In some cases, the books intended to help couples plan for their pregnancies aren’t much better than the dramatic depictions.

Hanasono passed out a stack of pregnancy books to the students, asking them to locate the sections on miscarriages. One book had seven pages on the dangers of eating deli meats, and five pages on how to deal with a mother-in-law – but none on handling a miscarriage.

Of the 40-plus books Hanasono has studied, miscarriage is discussed in about 15 pages of the average 356-page guides to pregnancy.

For those texts that do address loss of a pregnancy, the topic really should be dealt with in more human and less clinical language, she said.

Two years after her miscarriage, Hanasono had a healthy baby boy. But she has not forgotten the pain of the loss and the silence surrounding it.

“I’m committed to shattering the silence,” she said.
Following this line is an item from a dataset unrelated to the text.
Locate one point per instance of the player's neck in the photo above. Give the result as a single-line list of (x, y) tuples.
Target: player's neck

Hanasono offered suggestions of how the silence could be shattered and how support could be improved after a miscarriage:

  • Tackle the taboo. “We need to come together and rethink some better rituals” to help with coping after the loss, such as memorial sites being available for lost babies.
  • Create better sick leave policies for those experience miscarriage or pregnancy loss.
  • Come up with communicative scripts, “so we are ready to be supportive.”
  • Improve media representations about miscarriages in news coverage, celebrity stories, and sharing of stories on social media.
  • Create more realistic storylines on TV shows.
  • Do more research, so medical professionals can learn better ways to communicate about miscarriages.
  • More women should share their own stories. “In order to break the silence, we need multiple voices,” she said.